Driven by our commitment to sustainability, we are working toward 100% renewable electricity by 2027.

Phasing out coal in our operations

By 2022, we successfully transitioned all our garment factories from coal to biomass. The greater challenge lies in our textile mills, which require hundreds of tons of coal daily to operate. The UN The Fashion Industry Charter for Climate Action mandates that brands should not onboard any new factories and mills that use coal. This significantly accelerates the timeline for phasing out coal set by the Paris Agreement, which permits non-OECD countries until 2040. However, the Charter also states that brands should establish engagement and incentive programs to support their suppliers’ transition from coal. Thus making collaboration and a willingness to share risks essential.

We are addressing this by rapidly increasing biomass use, a carbon-neutral alternative. One of our mills has been 100% coal-free since December 2023, and two will be 50% coal-free by January 2025.

Challenges of decarbonizing thermal energy

Replacing coal with biomass as a fuel source requires substantial upfront investments from suppliers. For each of our 50 factories and 3 textile mills, we’ve invested substantially in biomass-enabled systems, including Atmospheric Fluidized Combustion (AFBC) boilers, Thermopac systems with electrostatic precipitators to capture fine particles, expanded biomass storage facilities, and automated ash handling plants to reduce health risks.

Sourcing and handling biomass also present challenges. Building a reliable supplier network is crucial to mitigate seasonal fuel fluctuations and ensure a steady supply chain. In India, like most of the world, biomass is still an informal industry compared to coal, which is well-established. To address the challenge of the biomass supply chains, we’re collaborating with biomass aggregators and experts to assess local agricultural waste availability. Our goal is to vertically integrate our biomass supply.

This, however, would be a temporary solution that will need replacing with more sustainable options, requiring additional investments in the future. We are excited by upcoming technologies such as green hydrogen, electric boilers, and heat pumps.

A study in India shows that electric boilers and heat pumps are capital-intensive and are likely to increase the cost of operations, driven by the price of electricity, which is higher than the current fuel prices per unit of energy. While the return on investment for these technologies is yet to be determined, and given that textiles is a low-margin industry, manufacturers need government and brand incentives to help switch to newer, cleaner technologies.

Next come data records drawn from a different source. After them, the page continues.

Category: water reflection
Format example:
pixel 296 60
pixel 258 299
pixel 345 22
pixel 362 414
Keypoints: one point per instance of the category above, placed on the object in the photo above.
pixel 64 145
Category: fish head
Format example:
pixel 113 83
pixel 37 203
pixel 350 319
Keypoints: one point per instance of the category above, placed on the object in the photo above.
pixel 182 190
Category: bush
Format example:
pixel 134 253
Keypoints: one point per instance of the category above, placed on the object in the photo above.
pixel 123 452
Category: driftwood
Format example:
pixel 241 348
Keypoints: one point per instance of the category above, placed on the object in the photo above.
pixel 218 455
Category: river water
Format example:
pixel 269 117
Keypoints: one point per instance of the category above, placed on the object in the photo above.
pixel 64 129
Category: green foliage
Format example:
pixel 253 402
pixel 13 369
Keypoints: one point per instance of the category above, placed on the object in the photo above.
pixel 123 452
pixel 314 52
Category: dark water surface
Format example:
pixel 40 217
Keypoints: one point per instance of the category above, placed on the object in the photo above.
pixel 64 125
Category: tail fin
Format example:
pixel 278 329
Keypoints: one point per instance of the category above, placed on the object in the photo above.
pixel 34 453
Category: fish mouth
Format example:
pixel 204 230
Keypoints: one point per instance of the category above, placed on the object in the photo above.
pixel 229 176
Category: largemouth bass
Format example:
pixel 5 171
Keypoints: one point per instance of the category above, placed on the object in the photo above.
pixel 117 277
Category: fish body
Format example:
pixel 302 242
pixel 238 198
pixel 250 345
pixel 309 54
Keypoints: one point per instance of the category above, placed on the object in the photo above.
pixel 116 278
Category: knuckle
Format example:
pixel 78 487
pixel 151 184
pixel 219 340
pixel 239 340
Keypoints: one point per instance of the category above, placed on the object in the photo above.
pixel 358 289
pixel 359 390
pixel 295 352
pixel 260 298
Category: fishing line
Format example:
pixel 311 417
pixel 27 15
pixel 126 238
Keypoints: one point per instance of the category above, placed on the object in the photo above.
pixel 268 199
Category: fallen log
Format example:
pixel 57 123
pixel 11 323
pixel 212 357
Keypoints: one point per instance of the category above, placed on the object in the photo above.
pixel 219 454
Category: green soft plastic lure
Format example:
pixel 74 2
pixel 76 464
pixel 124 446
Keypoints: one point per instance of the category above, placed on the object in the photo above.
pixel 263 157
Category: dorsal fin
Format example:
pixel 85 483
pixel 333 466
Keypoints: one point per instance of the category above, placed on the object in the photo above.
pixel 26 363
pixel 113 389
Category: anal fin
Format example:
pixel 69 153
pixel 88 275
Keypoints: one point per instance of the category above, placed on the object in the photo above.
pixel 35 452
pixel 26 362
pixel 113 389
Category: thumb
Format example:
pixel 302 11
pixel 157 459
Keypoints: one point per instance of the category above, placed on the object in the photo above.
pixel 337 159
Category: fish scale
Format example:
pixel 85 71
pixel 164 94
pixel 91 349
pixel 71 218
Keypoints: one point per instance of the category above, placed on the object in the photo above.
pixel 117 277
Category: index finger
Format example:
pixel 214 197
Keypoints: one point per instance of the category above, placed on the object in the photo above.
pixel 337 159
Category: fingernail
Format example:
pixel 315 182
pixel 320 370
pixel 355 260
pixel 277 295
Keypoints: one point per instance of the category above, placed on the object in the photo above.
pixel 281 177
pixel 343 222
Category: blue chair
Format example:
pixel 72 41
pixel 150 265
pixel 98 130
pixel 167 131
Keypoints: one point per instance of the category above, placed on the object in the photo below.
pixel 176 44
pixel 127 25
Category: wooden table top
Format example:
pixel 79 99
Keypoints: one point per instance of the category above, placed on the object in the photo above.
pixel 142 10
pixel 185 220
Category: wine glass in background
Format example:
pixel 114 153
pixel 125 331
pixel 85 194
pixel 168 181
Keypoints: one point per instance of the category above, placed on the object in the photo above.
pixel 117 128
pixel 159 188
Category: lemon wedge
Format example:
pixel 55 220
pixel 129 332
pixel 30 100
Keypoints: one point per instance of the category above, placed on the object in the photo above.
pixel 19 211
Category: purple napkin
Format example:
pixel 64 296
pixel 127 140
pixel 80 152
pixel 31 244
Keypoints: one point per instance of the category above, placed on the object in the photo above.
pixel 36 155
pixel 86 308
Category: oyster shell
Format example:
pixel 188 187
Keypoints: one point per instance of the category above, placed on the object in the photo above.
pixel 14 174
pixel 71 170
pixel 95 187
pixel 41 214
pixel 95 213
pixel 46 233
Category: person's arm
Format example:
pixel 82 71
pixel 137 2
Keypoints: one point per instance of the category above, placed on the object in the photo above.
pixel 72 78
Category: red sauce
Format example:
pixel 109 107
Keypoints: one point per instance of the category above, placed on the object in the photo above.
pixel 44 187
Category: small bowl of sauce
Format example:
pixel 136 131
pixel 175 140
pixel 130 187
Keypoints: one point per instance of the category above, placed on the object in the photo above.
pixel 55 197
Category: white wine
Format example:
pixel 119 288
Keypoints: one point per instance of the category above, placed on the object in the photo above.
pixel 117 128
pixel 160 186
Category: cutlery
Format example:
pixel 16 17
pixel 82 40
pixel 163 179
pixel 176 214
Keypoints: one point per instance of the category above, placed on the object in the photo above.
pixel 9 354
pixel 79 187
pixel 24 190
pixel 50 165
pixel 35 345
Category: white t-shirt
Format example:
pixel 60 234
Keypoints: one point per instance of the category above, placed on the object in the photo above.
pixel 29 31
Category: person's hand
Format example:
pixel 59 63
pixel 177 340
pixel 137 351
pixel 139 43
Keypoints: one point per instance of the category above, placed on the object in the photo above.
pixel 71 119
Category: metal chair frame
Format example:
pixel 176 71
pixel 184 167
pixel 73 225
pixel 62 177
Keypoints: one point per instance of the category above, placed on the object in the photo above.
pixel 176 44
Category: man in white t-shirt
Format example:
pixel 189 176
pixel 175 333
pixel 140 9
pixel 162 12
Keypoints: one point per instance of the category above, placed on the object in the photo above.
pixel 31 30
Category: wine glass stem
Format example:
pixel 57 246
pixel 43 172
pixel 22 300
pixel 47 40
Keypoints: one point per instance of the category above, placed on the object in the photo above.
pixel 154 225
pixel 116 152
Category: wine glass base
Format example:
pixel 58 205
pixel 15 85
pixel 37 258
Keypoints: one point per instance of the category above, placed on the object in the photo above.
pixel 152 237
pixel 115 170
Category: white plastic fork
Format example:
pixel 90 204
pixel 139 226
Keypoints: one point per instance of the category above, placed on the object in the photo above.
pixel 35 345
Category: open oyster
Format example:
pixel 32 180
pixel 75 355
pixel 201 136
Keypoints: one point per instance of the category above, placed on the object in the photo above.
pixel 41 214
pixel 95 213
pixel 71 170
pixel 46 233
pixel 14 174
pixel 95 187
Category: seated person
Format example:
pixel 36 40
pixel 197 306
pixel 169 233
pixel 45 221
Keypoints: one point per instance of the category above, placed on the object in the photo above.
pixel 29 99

Further, to drive emissions down further, it’s important that the national grid procures increasing amounts of clean electricity and shifts away from fossil fuels overall.

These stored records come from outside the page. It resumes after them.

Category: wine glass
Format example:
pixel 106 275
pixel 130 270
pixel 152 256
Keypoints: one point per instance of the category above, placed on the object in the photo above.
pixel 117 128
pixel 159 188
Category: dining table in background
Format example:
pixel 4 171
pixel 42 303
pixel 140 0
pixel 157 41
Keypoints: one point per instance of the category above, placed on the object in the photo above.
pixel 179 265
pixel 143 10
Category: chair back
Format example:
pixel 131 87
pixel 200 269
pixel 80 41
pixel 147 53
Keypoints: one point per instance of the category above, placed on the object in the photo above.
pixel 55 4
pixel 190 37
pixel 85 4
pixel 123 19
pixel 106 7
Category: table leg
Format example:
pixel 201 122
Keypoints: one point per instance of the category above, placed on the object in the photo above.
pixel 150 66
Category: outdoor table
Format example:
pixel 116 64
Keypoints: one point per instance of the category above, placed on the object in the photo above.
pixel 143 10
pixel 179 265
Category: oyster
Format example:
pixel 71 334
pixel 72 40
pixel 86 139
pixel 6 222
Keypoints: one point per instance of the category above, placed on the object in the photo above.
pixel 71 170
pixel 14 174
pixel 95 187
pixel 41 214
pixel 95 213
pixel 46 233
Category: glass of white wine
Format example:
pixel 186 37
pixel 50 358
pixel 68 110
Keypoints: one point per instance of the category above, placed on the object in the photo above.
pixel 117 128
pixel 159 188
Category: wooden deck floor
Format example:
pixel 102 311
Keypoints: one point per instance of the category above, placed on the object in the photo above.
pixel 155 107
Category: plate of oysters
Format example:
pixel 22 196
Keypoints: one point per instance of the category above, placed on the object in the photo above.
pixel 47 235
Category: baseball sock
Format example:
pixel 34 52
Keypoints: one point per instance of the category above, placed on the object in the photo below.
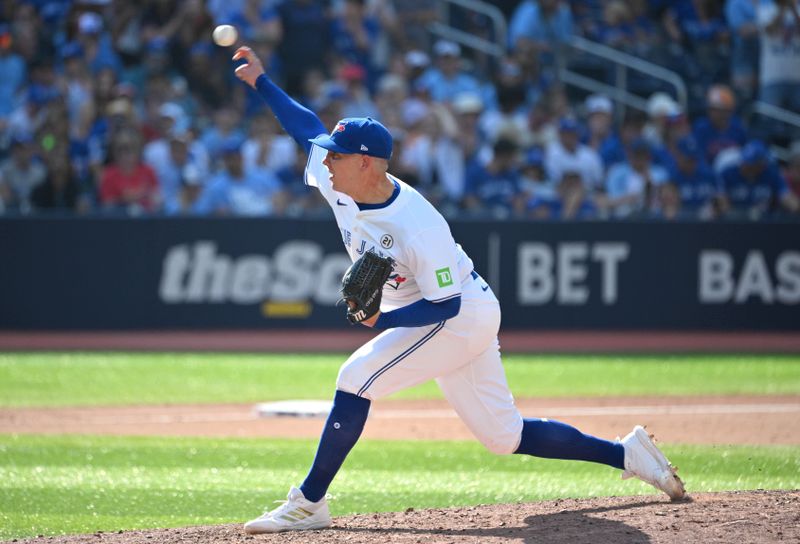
pixel 342 429
pixel 556 440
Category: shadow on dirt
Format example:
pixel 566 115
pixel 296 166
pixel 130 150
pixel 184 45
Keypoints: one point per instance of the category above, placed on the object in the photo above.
pixel 568 527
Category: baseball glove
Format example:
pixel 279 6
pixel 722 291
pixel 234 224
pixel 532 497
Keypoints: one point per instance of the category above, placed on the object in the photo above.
pixel 362 285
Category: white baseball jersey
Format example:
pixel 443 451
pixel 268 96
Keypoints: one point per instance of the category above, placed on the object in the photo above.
pixel 428 262
pixel 462 354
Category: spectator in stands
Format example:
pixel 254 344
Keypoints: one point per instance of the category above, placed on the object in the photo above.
pixel 694 179
pixel 256 20
pixel 127 183
pixel 540 28
pixel 447 79
pixel 267 147
pixel 600 123
pixel 415 64
pixel 208 84
pixel 571 201
pixel 468 108
pixel 413 19
pixel 616 29
pixel 568 154
pixel 779 75
pixel 233 191
pixel 226 132
pixel 356 100
pixel 792 170
pixel 494 188
pixel 306 40
pixel 510 113
pixel 541 126
pixel 631 186
pixel 534 183
pixel 298 199
pixel 354 33
pixel 755 188
pixel 429 152
pixel 668 205
pixel 721 128
pixel 179 162
pixel 699 26
pixel 661 107
pixel 741 18
pixel 21 172
pixel 60 190
pixel 12 66
pixel 96 44
pixel 632 127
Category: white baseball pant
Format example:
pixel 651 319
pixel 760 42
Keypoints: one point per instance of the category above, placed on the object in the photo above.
pixel 462 354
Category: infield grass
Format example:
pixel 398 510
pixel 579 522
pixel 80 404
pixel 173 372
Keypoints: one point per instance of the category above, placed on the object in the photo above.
pixel 81 379
pixel 82 484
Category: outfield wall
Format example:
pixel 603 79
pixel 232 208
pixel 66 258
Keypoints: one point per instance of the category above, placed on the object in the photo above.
pixel 192 273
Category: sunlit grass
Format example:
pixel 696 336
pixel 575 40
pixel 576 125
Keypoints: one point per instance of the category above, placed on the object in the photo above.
pixel 74 379
pixel 80 484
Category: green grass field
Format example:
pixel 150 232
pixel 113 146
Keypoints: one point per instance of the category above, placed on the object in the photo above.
pixel 75 379
pixel 52 485
pixel 75 484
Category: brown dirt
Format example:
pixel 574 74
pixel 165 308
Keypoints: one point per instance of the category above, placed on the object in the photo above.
pixel 526 341
pixel 692 420
pixel 746 517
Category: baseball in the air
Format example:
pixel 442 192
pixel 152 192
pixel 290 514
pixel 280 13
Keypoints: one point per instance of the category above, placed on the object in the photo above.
pixel 225 35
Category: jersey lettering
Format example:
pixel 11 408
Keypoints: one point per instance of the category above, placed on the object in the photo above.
pixel 443 277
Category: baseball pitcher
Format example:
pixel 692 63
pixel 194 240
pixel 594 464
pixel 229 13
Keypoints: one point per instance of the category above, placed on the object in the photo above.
pixel 439 318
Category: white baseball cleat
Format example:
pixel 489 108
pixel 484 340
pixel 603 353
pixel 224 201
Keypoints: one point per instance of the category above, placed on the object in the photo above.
pixel 645 461
pixel 296 514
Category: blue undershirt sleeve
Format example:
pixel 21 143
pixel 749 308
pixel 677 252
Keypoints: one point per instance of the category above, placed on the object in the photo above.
pixel 298 121
pixel 421 313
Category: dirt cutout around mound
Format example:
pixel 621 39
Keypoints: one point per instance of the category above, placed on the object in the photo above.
pixel 743 517
pixel 757 420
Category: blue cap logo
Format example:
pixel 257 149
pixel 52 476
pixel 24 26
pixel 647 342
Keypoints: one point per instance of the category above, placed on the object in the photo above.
pixel 362 135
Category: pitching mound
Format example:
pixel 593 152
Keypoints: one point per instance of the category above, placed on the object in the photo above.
pixel 753 517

Collaboration as a catalyst for change

While the major impact of climate change lies in the supply chain, the entire value chain, including brands and other important stakeholders, must share responsibility for climate action. Collaboration with brands and stakeholders is key to reducing the risks of transitioning away from fossil fuels and creating innovative solutions that can be scaled and adopted.

First, it is crucial to accelerate R&D to find alternatives to biomass. Decarbonization isn’t just a fashion industry issue; it’s a global challenge that requires cross-industry collaboration. For example, we can learn from the tech industry, which is adopting renewables as its energy demand increases significantly with the rise of AI. 

Second, sharing the financial burden requires not only brand support but also financial institutions. Manufacturers can benefit from funding for higher-risk, long-term investments, such as infrastructure changes needed for climate adaptation that go beyond debt. 

Finally, reimagining suppliers as value-adding co-creators rather than just implementers ensures sustainability strategies align more closely with real-world operations. 

By aligning goals, pooling resources, and fostering transparent partnerships, we can develop scalable, unified solutions to decarbonize the industry.